近年、ライフサイエンス分野、特に、再生医療やゲノム創薬等の分野において、細胞に遺伝子や薬剤を注入し、細胞の性質を改変することが行われている。このような技術を用いることにより、遺伝子の役目を解明することができると共に、個人の遺伝的特性に応じた治療等を行うテーラーメード医療が可能になる。

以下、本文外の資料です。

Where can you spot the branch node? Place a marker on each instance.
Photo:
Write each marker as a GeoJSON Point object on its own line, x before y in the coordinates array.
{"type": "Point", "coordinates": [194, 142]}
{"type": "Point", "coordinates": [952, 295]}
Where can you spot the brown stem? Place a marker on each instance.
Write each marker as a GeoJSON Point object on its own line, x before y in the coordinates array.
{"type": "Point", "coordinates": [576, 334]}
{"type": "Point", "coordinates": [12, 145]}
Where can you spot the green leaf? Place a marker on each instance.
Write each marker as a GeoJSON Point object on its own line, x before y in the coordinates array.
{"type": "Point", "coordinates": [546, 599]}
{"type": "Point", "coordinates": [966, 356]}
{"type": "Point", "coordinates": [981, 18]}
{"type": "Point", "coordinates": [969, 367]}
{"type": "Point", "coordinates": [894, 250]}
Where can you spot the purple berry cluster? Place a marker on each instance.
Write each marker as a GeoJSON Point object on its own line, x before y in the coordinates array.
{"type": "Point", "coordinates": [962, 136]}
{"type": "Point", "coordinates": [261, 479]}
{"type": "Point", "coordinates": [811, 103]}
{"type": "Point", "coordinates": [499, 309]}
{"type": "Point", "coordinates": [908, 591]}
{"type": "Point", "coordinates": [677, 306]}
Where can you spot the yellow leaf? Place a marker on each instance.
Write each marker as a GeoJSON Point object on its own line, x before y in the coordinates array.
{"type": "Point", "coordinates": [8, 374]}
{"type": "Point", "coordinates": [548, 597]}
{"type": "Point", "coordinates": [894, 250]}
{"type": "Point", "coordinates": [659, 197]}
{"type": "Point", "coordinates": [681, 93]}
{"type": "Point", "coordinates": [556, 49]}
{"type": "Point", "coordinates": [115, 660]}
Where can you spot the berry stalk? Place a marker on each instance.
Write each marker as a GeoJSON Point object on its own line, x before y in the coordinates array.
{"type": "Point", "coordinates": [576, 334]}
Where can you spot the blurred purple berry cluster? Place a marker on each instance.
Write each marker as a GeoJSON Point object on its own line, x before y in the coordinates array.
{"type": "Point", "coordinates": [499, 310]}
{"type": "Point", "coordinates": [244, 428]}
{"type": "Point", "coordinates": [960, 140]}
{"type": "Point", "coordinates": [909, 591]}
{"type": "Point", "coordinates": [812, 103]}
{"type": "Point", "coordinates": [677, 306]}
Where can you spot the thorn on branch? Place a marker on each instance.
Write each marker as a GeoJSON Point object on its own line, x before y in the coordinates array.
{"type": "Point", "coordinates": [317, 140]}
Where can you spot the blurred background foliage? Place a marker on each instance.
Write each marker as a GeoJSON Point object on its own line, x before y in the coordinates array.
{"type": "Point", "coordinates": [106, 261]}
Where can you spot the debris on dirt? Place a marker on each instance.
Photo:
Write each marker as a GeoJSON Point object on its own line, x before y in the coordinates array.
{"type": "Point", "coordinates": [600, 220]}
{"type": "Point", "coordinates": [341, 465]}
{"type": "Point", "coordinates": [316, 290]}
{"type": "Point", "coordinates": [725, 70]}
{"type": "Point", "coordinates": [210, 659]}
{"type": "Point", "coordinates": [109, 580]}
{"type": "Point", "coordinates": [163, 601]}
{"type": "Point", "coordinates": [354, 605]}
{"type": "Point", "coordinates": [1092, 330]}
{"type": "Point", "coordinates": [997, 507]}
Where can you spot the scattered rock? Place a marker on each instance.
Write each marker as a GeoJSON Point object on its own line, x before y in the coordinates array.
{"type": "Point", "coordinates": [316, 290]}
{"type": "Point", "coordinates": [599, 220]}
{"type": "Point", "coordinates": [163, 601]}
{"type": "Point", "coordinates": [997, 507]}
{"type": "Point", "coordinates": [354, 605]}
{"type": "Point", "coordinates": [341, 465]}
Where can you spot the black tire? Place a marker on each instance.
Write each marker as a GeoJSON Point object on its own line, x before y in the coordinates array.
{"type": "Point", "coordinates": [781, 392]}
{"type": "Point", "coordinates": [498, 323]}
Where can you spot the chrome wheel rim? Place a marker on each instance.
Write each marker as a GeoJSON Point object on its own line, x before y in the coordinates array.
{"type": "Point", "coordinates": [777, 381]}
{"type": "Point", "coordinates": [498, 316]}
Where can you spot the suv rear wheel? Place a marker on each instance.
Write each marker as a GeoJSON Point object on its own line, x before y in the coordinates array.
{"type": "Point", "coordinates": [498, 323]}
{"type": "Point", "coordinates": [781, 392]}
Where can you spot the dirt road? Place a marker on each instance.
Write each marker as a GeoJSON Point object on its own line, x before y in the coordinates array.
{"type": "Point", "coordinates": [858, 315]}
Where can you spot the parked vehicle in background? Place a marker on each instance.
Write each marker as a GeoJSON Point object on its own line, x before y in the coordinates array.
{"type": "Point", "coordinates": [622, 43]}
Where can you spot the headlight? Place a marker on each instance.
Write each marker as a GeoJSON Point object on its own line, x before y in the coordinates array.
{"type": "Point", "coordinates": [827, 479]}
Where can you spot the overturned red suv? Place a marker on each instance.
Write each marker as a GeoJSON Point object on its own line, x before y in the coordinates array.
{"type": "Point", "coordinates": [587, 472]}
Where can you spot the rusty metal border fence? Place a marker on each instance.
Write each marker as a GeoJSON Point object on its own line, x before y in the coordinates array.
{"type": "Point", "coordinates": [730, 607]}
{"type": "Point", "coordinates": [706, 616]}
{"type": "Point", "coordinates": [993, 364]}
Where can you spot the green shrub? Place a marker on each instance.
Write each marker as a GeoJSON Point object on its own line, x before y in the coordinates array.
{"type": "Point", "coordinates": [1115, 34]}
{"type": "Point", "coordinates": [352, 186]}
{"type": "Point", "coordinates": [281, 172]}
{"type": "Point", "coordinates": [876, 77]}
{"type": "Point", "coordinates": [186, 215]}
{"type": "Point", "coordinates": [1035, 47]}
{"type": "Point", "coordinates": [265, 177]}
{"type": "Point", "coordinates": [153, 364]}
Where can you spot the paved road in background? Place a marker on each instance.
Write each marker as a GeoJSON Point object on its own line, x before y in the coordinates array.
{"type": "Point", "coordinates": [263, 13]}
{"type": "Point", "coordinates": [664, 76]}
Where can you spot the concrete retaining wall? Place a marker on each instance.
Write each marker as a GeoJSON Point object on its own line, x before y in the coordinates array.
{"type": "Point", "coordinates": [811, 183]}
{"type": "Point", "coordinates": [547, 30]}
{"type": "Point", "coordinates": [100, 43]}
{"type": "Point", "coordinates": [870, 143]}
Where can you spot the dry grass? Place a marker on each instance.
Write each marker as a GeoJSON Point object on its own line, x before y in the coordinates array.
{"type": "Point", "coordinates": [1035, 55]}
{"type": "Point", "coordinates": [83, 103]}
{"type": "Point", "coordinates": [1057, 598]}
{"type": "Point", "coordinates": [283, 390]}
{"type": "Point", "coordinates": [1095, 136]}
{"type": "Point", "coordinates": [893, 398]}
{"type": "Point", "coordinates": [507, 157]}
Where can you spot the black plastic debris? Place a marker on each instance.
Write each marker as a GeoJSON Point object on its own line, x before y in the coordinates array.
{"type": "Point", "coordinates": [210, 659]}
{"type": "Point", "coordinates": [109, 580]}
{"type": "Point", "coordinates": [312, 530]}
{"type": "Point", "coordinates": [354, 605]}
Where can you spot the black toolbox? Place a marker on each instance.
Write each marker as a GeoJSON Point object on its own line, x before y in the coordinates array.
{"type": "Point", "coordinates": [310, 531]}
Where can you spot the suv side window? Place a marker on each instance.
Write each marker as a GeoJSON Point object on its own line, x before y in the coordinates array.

そして、このような細胞を生産するため、多くの液体注入技術が提案されている。具体的には、ウイルスベクター法等の生物的方法、リポフェクション法等の化学的方法、エレクトロポレーション法等の電気的方法、パーティクルガン法等の物理的手法、レーザインジェクション法等の光学的方法、及び、マイクロインジェクション法等の機械的方法が知られている。
このうち、ウイルスベクター法は、ウイルスDNAに導入遺伝子を組み込むことによって遺伝子組換えウイルスを作成し、この遺伝子組換えウイルスの感染機構を利用して、細胞に遺伝子導入を行う方法である。また、リポフェクション法は、荷電しているリポソームとDNAとを混合し、これを細胞の表面に吸着させて、細胞内部にDNAを入れる方法である。しかしながら、このような物的方法や化学的方法は、細胞と導入物質の組合せに制約が大きいという欠点がある。特に、ウイルスベクター法は、感染力の大きい細胞を用いるために感染症の危険性が比較的大きいという欠点がある。
また、エレクトロポレーション法は、電気パルスで細胞膜を破壊し、その穴から遺伝子や薬液を注入する方法である。また、パーティクルガン法は、遺伝子を付着させた微細粒子を細胞に打ちつけて細胞膜を破壊することで、遺伝子を細胞に導入する方法である。これら電気的方法や物理的方法は、細胞と導入物質の組合せを選ばないという利点を有する一方、装置制御が難しく、細胞膜をうまく破壊できなかったり、逆に、細胞膜を大きく破壊し過ぎて細胞が死滅してしまうという欠点があり、導入成功率は数%のオーダにとどまっているという問題があった。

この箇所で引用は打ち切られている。